Zwei Gründe für Finanzkrisen: Sehr hohe oder sehr tiefe Zinsen
Werfen wir den Blick etwas weiter zurück auf frühere Krisen, so fällt auf, dass eine wesentliche Ursache beim Zinsniveau liegen könnte. Wir stellen nämlich fest, dass Krisen stets bei sehr hohen oder sehr tiefen Zinsen auftreten. Da gibt es die spekulativen Blasen (Finanzkrisen in Mexiko, Russland, Süd ostasien oder als neuestes Beispiel Island), wo angeheizt durch sehr hohe Zinsen viel Geld in ein Land fliesst, bis die Blase platzt. Die zweite Art von Krise wird massgeblich durch «zu billiges Geld», das heisst durch die Tiefzinspolitik der Nationalbanken verursacht. Diese glauben, der Wirtschaft etwas Gutes zu tun, bzw. eine Rezession zu verhindern, indem sie die Zinsen tief halten. Tiefe Zinsen können in kritischen Phasen tatsächlich der Wirtschaft helfen. Voraussetzung ist aber, dass Innovations- und Investitionswille da ist. Ist die Stimmung depressiv, will niemand investieren, nützen auch Tiefzinsen wenig, wie Japan zeigt, dass seit 15 Jahren wirtschaftlich stagniert. Mit Tiefzinsen wollen die Notenbanker die Geschäftsbanken ermuntern, Kredite an die Industrie zu vergeben und diese ermuntern, Investitionen zu tätigen. Bei fehlendem Vertrauen und ungewissen Zukunftsaussichten funktioniert dies jedoch nicht. In Finanzkreisen sagt man: «Man kann die Kuh zur Tränke führen, saufen muss sie selbst.» Wenn nun das viele billige Geld nicht in die Industrie fliesst, fliesst es anderswo hin, zum Beispiel in den amerikanischen Immobilienmarkt. Die Krise von 2008 war massgeblich von der US-Notenbankpolitik, durch zuviel, zu billiges Geld, mitverschuldet worden.
Lösungen gibt es, aber nicht einfache
Einen Lösungsansatz zum Vermeiden künftiger Krisen hätten wir also: Das Fixieren des Zinsniveaus auf einem vernünftigen Level. Da unterschiedlichen Schuldnerbonitäten weiterhin Rechnung getragen werden müsste, ist ein Zinsband nötig. Wenn man gesetzlich die Zinsen sagen wir zwischen 2% und 5% einfriert, hätten wir zwei Probleme gegelöst: Es kann kein Unternehmen zu billig (das heisst unter 2%) Geld aufnehmen, womit die Gefahr kleiner wird, dass Unternehmen und Banken mit zu billigem geliehenen Geld unverantwortlich umgehen.

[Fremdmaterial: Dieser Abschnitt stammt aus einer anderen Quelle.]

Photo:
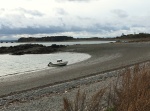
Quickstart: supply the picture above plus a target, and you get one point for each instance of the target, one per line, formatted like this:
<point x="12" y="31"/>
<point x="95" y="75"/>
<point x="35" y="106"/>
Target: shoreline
<point x="104" y="58"/>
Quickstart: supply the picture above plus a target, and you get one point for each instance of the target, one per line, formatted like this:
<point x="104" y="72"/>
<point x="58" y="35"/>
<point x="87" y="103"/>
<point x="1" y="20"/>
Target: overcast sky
<point x="77" y="18"/>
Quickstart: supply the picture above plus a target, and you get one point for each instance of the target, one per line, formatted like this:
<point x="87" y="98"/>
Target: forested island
<point x="31" y="49"/>
<point x="129" y="37"/>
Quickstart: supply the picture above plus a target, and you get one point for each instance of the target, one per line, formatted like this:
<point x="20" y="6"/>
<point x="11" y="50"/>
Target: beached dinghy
<point x="58" y="63"/>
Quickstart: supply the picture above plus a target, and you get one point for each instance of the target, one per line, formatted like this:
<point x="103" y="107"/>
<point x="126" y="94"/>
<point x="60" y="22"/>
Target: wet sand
<point x="104" y="57"/>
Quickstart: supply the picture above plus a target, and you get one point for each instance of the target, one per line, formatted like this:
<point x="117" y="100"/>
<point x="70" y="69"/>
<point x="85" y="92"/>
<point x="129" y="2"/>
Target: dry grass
<point x="131" y="92"/>
<point x="82" y="104"/>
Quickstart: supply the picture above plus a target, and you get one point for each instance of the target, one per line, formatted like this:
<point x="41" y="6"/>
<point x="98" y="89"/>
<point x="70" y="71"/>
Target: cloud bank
<point x="77" y="18"/>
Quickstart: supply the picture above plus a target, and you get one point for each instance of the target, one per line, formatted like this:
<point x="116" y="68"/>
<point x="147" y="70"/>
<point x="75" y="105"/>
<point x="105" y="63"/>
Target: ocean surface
<point x="58" y="43"/>
<point x="21" y="64"/>
<point x="13" y="64"/>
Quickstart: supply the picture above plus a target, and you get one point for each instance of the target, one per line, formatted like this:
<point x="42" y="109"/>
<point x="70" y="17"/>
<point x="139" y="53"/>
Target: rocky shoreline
<point x="31" y="49"/>
<point x="44" y="90"/>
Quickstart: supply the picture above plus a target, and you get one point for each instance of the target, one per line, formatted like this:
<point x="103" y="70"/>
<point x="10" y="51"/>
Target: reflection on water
<point x="12" y="64"/>
<point x="58" y="43"/>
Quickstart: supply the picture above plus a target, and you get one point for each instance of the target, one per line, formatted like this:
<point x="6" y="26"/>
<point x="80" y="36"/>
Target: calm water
<point x="58" y="43"/>
<point x="12" y="64"/>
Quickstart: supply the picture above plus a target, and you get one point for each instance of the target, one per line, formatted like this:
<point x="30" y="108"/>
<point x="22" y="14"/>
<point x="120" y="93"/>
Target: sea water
<point x="17" y="64"/>
<point x="58" y="43"/>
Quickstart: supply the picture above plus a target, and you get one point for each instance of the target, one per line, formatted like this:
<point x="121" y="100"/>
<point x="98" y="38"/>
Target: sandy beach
<point x="104" y="58"/>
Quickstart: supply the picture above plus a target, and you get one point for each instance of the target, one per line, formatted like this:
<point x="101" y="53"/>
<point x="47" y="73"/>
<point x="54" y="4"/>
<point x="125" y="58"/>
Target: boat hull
<point x="57" y="64"/>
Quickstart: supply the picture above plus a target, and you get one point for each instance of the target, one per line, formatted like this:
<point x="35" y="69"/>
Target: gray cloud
<point x="120" y="13"/>
<point x="61" y="11"/>
<point x="30" y="12"/>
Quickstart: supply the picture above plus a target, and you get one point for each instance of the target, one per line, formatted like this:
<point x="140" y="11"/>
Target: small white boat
<point x="58" y="63"/>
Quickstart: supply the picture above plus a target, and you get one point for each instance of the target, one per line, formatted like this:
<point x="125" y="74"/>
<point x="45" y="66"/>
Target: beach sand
<point x="104" y="58"/>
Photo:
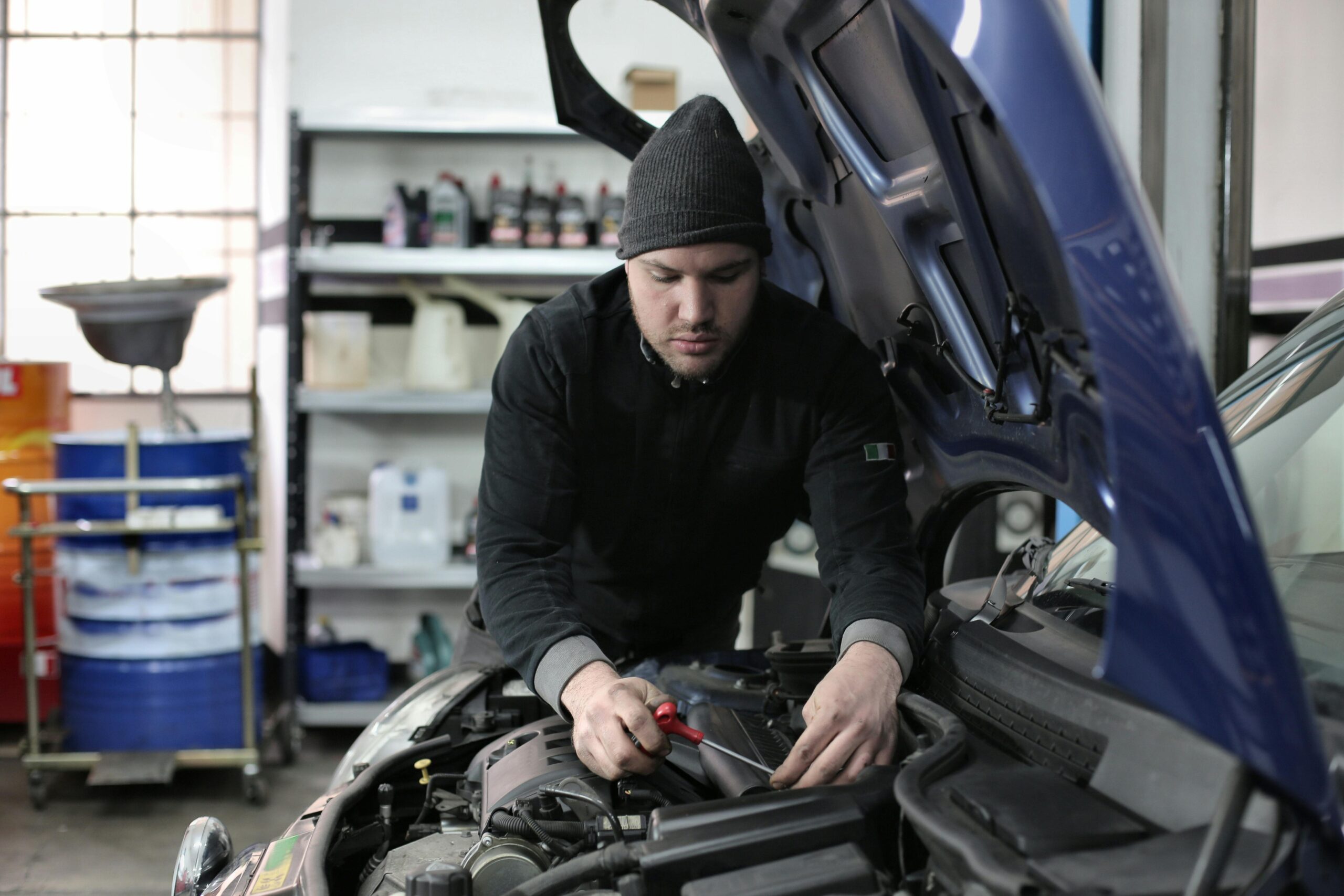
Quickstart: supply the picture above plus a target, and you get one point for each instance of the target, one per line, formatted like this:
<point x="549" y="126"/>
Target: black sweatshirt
<point x="625" y="511"/>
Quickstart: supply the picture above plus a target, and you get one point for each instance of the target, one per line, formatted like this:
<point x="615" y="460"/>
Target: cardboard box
<point x="651" y="89"/>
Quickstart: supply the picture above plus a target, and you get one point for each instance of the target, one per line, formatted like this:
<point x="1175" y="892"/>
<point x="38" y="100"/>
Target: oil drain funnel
<point x="142" y="323"/>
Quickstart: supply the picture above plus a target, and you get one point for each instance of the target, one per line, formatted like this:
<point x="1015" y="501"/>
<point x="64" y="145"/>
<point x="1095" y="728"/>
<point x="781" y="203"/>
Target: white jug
<point x="510" y="312"/>
<point x="437" y="359"/>
<point x="407" y="516"/>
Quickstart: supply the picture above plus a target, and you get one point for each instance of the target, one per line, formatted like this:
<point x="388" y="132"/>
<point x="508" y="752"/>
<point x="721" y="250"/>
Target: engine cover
<point x="518" y="763"/>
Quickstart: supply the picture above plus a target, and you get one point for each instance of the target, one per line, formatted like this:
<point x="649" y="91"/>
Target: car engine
<point x="526" y="804"/>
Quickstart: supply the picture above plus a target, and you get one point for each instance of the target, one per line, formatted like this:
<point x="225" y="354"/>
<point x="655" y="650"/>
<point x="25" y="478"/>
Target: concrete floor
<point x="123" y="841"/>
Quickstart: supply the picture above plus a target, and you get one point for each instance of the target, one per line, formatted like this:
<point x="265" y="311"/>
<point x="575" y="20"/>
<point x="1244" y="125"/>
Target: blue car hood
<point x="942" y="176"/>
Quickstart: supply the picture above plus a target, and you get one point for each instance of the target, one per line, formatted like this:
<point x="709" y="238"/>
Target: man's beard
<point x="694" y="367"/>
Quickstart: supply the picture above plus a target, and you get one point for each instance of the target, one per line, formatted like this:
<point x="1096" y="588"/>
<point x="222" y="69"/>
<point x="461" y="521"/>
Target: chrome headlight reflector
<point x="203" y="853"/>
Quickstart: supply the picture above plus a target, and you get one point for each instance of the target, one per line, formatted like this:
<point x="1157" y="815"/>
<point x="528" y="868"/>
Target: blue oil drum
<point x="150" y="660"/>
<point x="188" y="703"/>
<point x="162" y="455"/>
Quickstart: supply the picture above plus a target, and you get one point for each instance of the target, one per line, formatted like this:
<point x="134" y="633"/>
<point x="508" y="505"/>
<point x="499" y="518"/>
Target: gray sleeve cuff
<point x="887" y="636"/>
<point x="561" y="662"/>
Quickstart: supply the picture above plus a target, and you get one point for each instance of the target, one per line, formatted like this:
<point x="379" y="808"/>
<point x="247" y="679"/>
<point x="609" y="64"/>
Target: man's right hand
<point x="606" y="711"/>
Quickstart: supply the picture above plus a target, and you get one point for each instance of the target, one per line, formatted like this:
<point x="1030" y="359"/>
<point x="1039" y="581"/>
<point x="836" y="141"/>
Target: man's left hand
<point x="851" y="722"/>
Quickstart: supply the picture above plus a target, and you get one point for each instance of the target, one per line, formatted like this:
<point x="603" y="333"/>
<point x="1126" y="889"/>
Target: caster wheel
<point x="255" y="786"/>
<point x="37" y="790"/>
<point x="291" y="742"/>
<point x="288" y="736"/>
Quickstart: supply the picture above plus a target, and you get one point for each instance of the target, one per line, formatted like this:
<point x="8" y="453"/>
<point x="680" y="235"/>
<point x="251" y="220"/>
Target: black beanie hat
<point x="694" y="182"/>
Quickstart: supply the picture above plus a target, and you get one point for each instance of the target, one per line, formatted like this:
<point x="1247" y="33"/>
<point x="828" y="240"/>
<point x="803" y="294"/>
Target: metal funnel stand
<point x="142" y="323"/>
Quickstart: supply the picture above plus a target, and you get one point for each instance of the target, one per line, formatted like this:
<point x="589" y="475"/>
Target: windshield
<point x="1288" y="438"/>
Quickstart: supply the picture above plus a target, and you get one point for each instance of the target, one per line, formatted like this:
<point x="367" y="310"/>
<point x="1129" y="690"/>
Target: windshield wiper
<point x="1096" y="586"/>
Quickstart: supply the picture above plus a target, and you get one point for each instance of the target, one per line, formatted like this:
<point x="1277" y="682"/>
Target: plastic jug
<point x="508" y="312"/>
<point x="438" y="359"/>
<point x="407" y="516"/>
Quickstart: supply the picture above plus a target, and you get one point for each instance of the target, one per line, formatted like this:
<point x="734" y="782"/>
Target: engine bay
<point x="492" y="800"/>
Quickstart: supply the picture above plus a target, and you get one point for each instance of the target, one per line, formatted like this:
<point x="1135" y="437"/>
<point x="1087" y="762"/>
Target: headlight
<point x="395" y="724"/>
<point x="203" y="853"/>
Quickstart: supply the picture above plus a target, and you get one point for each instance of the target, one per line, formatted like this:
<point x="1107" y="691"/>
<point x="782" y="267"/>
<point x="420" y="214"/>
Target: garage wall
<point x="421" y="58"/>
<point x="1299" y="183"/>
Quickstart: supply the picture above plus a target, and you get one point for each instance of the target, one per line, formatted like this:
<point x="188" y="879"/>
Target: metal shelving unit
<point x="455" y="575"/>
<point x="368" y="258"/>
<point x="392" y="402"/>
<point x="366" y="275"/>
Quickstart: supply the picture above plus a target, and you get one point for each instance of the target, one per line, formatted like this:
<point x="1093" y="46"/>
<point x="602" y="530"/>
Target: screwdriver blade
<point x="738" y="757"/>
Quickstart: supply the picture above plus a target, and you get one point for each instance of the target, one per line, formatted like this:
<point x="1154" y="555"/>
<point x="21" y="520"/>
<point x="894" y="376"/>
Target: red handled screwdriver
<point x="668" y="722"/>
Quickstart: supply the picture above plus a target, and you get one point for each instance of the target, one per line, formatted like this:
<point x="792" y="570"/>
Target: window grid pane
<point x="188" y="145"/>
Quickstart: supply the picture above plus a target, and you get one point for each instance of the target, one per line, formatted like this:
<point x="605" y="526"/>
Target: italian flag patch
<point x="879" y="452"/>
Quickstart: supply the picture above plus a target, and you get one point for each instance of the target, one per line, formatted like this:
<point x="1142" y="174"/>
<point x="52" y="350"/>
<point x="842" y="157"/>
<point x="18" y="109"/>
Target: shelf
<point x="390" y="121"/>
<point x="346" y="714"/>
<point x="377" y="260"/>
<point x="455" y="575"/>
<point x="795" y="563"/>
<point x="380" y="121"/>
<point x="392" y="402"/>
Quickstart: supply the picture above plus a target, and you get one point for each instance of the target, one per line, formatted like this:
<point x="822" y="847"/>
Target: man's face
<point x="694" y="303"/>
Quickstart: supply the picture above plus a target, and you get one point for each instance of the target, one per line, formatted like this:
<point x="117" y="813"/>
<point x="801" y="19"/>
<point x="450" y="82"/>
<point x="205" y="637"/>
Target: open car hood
<point x="941" y="175"/>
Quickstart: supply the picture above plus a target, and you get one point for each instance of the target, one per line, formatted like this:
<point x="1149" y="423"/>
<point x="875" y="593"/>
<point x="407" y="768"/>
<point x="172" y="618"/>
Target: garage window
<point x="130" y="150"/>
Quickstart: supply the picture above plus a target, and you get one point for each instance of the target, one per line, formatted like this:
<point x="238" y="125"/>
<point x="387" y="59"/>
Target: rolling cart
<point x="127" y="767"/>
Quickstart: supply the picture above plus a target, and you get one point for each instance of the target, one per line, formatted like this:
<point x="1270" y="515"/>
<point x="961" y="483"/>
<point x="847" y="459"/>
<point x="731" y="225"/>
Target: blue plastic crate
<point x="338" y="672"/>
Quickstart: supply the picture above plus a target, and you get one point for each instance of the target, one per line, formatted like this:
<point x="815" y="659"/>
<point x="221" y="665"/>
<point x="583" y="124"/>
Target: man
<point x="654" y="431"/>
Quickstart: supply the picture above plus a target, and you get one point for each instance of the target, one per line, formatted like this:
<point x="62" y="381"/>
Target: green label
<point x="275" y="870"/>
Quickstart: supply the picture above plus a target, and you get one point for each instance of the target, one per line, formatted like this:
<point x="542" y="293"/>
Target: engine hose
<point x="517" y="825"/>
<point x="548" y="840"/>
<point x="374" y="861"/>
<point x="553" y="790"/>
<point x="604" y="864"/>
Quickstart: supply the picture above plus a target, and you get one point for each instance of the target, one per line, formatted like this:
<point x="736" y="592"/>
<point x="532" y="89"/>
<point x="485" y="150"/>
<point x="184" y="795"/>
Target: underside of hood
<point x="941" y="176"/>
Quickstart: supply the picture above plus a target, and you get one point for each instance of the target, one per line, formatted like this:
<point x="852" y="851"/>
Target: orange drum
<point x="34" y="404"/>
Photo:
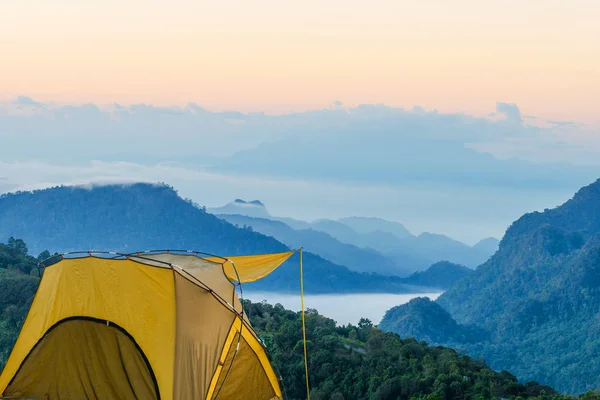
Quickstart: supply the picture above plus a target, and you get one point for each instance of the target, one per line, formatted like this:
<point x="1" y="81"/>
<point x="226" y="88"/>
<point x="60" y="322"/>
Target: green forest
<point x="348" y="362"/>
<point x="534" y="307"/>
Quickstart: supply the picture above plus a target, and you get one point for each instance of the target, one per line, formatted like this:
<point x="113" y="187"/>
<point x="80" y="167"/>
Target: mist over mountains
<point x="359" y="242"/>
<point x="433" y="171"/>
<point x="137" y="217"/>
<point x="535" y="305"/>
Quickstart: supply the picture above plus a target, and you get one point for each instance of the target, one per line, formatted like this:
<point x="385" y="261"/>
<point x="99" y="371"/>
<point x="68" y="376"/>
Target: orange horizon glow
<point x="280" y="57"/>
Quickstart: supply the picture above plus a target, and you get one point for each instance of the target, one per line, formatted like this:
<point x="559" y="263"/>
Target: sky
<point x="275" y="57"/>
<point x="450" y="117"/>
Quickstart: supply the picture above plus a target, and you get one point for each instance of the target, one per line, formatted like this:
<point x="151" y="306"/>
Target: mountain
<point x="137" y="217"/>
<point x="254" y="208"/>
<point x="440" y="247"/>
<point x="390" y="239"/>
<point x="487" y="246"/>
<point x="344" y="362"/>
<point x="426" y="320"/>
<point x="369" y="225"/>
<point x="537" y="298"/>
<point x="355" y="258"/>
<point x="440" y="275"/>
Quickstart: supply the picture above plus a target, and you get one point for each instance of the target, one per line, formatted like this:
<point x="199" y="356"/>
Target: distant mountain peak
<point x="254" y="208"/>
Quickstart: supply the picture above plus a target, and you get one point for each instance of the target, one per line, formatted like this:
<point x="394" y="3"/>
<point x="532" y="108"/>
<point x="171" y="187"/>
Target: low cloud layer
<point x="465" y="176"/>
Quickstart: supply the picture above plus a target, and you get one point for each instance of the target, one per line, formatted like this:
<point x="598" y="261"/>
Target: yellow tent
<point x="154" y="325"/>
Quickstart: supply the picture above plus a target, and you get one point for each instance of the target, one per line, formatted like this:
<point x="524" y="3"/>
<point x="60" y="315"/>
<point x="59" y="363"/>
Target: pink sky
<point x="280" y="56"/>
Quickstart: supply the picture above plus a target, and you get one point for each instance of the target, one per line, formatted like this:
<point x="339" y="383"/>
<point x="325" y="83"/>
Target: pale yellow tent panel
<point x="252" y="268"/>
<point x="149" y="326"/>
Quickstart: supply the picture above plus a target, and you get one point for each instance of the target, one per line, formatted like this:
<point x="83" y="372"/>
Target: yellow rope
<point x="304" y="328"/>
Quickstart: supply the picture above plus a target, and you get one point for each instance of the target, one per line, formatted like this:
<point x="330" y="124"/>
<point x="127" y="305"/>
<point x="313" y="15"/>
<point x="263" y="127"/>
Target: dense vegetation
<point x="349" y="362"/>
<point x="537" y="300"/>
<point x="17" y="288"/>
<point x="143" y="216"/>
<point x="363" y="362"/>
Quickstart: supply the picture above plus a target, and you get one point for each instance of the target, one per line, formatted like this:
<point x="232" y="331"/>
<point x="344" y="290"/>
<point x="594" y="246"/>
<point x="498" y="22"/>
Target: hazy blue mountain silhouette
<point x="142" y="216"/>
<point x="537" y="299"/>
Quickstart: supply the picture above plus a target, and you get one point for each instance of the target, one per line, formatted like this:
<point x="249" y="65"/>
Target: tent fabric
<point x="137" y="297"/>
<point x="252" y="268"/>
<point x="163" y="326"/>
<point x="66" y="352"/>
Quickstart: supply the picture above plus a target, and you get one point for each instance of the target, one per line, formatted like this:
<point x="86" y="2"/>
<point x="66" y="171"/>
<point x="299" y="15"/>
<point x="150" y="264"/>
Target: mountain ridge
<point x="143" y="216"/>
<point x="537" y="298"/>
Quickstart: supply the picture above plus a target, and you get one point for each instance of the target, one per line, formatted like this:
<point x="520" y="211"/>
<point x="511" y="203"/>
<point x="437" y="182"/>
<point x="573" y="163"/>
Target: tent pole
<point x="304" y="327"/>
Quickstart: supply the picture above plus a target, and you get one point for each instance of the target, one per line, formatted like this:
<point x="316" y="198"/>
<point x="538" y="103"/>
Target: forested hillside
<point x="537" y="299"/>
<point x="138" y="217"/>
<point x="349" y="362"/>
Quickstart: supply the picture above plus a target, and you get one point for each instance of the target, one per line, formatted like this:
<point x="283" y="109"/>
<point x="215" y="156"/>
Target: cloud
<point x="419" y="207"/>
<point x="565" y="124"/>
<point x="512" y="112"/>
<point x="27" y="101"/>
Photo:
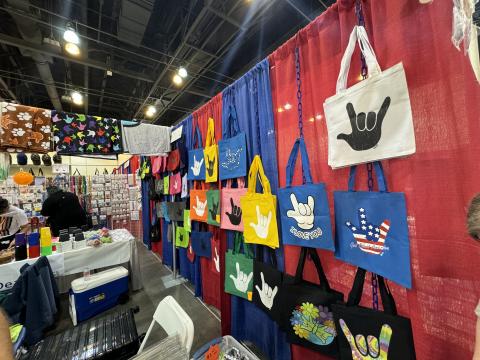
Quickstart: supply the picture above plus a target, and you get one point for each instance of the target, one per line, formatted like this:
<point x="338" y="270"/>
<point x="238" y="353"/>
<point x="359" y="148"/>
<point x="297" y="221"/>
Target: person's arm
<point x="6" y="347"/>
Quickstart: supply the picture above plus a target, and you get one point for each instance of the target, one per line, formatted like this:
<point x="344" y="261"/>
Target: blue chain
<point x="299" y="91"/>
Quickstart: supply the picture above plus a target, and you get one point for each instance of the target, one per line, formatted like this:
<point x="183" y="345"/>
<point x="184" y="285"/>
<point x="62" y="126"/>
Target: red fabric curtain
<point x="212" y="289"/>
<point x="439" y="180"/>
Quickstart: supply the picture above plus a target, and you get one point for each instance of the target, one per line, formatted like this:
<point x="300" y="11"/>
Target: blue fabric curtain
<point x="252" y="98"/>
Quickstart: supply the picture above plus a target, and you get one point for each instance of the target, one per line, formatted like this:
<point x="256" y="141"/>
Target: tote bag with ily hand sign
<point x="259" y="210"/>
<point x="211" y="154"/>
<point x="371" y="229"/>
<point x="365" y="334"/>
<point x="371" y="120"/>
<point x="304" y="209"/>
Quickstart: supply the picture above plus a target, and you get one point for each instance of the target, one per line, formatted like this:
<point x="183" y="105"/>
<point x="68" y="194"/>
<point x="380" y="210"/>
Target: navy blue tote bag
<point x="371" y="229"/>
<point x="232" y="149"/>
<point x="202" y="243"/>
<point x="304" y="211"/>
<point x="196" y="162"/>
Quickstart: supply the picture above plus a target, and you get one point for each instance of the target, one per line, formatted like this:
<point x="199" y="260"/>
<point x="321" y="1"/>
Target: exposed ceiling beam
<point x="27" y="45"/>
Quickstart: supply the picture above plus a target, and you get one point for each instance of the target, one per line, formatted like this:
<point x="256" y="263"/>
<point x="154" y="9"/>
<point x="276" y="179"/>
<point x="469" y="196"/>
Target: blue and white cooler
<point x="101" y="291"/>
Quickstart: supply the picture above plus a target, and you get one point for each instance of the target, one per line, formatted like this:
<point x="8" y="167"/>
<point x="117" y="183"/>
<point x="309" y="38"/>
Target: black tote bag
<point x="365" y="333"/>
<point x="306" y="315"/>
<point x="267" y="282"/>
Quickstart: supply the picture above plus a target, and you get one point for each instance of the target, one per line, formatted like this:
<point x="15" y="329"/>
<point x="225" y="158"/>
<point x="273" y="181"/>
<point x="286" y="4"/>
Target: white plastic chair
<point x="174" y="320"/>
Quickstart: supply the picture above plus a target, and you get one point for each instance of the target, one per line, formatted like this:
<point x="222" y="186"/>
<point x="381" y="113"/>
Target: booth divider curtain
<point x="439" y="180"/>
<point x="211" y="284"/>
<point x="251" y="96"/>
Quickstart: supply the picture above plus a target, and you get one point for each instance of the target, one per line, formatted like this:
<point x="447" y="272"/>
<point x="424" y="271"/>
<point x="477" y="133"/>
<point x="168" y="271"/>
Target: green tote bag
<point x="239" y="269"/>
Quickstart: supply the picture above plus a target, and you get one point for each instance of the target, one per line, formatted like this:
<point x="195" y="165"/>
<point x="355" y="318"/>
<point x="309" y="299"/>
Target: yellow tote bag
<point x="259" y="210"/>
<point x="210" y="153"/>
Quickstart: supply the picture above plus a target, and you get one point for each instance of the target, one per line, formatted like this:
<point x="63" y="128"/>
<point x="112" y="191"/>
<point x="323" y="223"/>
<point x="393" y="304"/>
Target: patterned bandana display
<point x="25" y="128"/>
<point x="86" y="134"/>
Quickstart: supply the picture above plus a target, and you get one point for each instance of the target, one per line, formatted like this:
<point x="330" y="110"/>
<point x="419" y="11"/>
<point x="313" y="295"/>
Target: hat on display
<point x="35" y="159"/>
<point x="22" y="159"/>
<point x="57" y="159"/>
<point x="47" y="160"/>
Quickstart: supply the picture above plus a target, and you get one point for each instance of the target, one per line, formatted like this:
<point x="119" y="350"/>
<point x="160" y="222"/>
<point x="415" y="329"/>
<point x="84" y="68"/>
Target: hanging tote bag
<point x="306" y="308"/>
<point x="372" y="231"/>
<point x="211" y="154"/>
<point x="196" y="162"/>
<point x="175" y="184"/>
<point x="231" y="214"/>
<point x="259" y="210"/>
<point x="213" y="203"/>
<point x="232" y="149"/>
<point x="388" y="335"/>
<point x="175" y="210"/>
<point x="181" y="237"/>
<point x="267" y="281"/>
<point x="304" y="211"/>
<point x="371" y="120"/>
<point x="198" y="204"/>
<point x="239" y="269"/>
<point x="202" y="243"/>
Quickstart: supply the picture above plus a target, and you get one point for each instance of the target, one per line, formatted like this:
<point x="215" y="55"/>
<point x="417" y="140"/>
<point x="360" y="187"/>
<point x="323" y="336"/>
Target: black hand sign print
<point x="214" y="210"/>
<point x="236" y="215"/>
<point x="366" y="128"/>
<point x="210" y="165"/>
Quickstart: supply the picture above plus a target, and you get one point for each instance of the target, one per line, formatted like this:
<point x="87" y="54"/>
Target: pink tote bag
<point x="231" y="215"/>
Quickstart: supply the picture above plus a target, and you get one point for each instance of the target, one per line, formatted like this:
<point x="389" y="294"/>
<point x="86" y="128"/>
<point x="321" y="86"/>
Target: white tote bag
<point x="371" y="120"/>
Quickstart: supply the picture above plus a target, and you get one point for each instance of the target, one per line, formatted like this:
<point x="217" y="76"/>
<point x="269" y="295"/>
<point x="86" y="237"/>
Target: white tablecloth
<point x="121" y="250"/>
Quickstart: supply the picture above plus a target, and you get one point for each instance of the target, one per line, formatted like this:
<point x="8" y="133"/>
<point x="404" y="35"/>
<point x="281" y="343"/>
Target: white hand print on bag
<point x="197" y="166"/>
<point x="200" y="208"/>
<point x="262" y="225"/>
<point x="242" y="280"/>
<point x="267" y="295"/>
<point x="302" y="213"/>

Auf der andern Seite müsste kein Unternehmer unter einem unverhältnismässigen Zinssatz von über 5% ächzen. Steigt der Marktzins eines Unternehmens oder eines Landes bonitätsbedingt ü ber 5%, dürfte es schlichtweg keine neuen Schulden aufnehmen. Die Politik der EU in der aktuellen Krise zeigt Aktionismus, ohne dass klar ist, wohin die Reise geht. Der Weg der rigorosen Sparpakete wird bei den meisten Ländern nicht funktionieren. Der Weg in die Transferunion ist politisch äusserst umstritten. Interessant und bedenkenswert ist der Vorschlag, den Euro durch zwei Währungen (Nord-Euro und Süd-Euro) zu ersetzen. Der Kern des Problems ist ein riesiger Berg von Schulden. So bleibt nur die Vermögensvernichtung, das heisst Totaloder Teilbankrotte von Staaten. Ein solches Szenario macht uns Angst und erscheint uns unvorstellbar, weil wir es seit einigen Generationen nicht mehr erlebt haben. Historisch gesehen ist es aber durchaus normal. Zusammenbrüche von Finanzsystemen mit gewaltiger Vermögensvernichtung finden historisch etwa alle 150 Jahre statt, insbesondere bei einem reinen Papiergeld-System ohne Golddeckung. Staatliche Insolvenzen können als chaotische Zusammenbrüche ablaufen. Oder sie werden durch Vorbereitung, z.B. Schaffung von Insolvenzregeln für Staaten, in geordnete Bahnen gelenkt. Auch wenn heute fast alle Politiker über dies nicht einmal sprechen wollen, werden wir solche Szenarien vermutlich erleben.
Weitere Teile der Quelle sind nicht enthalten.